国際金融都市ロンドンは復活するか

英国財務省が、ブレグジット後のロンドン凋落を防ぐため金融関連規則の見直しに着手していると報じられた。

BrexitによりEU規制の範囲から外れるため、EUのMiFID IIをターゲットにしているようだ。確かに米国ドッド・フランク法と比べ、MiFID IIは規制遵守の手間がかかり、本当に市場のためになるのかわからないようなものも含まれている気がする。

国際金融都市として海外から金融関連サービスの誘致を狙う日本にとっても参考になるだろう。英国自身、これまでの経験からEUよりも効率的かつ効果的に市場を監督規制できると考えている。

英国財務省では、夏には改革案についての意見募集を行い、年末までの法律策定を目指している。法律が絡む内容としてはかなりのスピード感を持って進めているように見える。LIBOR改革にしてもそうだが、英国当局はかなり市場に関する知見を持っており、指導力を発揮している。

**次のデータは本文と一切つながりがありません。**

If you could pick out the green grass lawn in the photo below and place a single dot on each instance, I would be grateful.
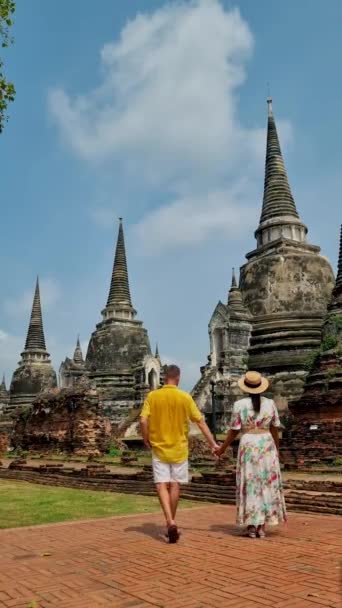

ひょっとしたら巻き返しも可能かもしれない。

EUには現地取引規制のようなものがあり、EUの株式取引を英国でできなくなったことを受け、オランダ等への取引シフトが起きたが、こうした取引場所に関する規制への対処も視野に入れているようだ。

そのほかにも、取引所を通さずダークプールを経由する取引の上限撤廃や、一つの商品に対するポジションリミットの撤廃のほか、株や債券取引の透明性向上のための制約も見直したいとのことだ。

そして、FCAがいちいち議会での法律策定をすることなしに、自らの権限でルール変更をできるようにすることも検討されている。変化の激しい金融ビジネスにおいては、すべて国会にで議論をして立法化するという手続きを踏んでいては遅きに失する。特に金融専門家の少ない日本ではいつも後手後手に回ってしまうことが多いので、こうした英国の動きは参考になる。

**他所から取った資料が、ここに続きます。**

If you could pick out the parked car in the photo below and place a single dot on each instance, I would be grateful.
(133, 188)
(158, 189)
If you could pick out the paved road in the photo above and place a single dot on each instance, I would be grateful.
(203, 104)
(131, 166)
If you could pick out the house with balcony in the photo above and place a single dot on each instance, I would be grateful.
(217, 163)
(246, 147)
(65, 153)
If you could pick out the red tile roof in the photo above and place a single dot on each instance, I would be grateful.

デリバティブ取引は場所を問わないため、どこに拠点があるかはあまり重要ではない。一定のビジネスが英国から、EUではなく米国に移っているのもその証拠である。日経225先物は海外取引所で取引されていることも多いが、世界中あらゆる時間帯で取引できるという利点がある。先物やデリバティブは、取引所は意識する者の、金融機関の取引場所は意識しなくなってきている。日本時間に日本の企業ととりひきをしたとしても、それをロンドン法人につけたり、米国法人につけたりすることは可能だ。当然ドッド・フランク法やMiFID IIに対する注意は当然必要だが、あまり場所自体は重要でなくなりつつある。

この計画は3月上旬の予算案の中で示されたもので、より広範な資本市場改革にも拡大して、さらなる計画を近々発表されることになっている。どのような案が出てくるか注目したい。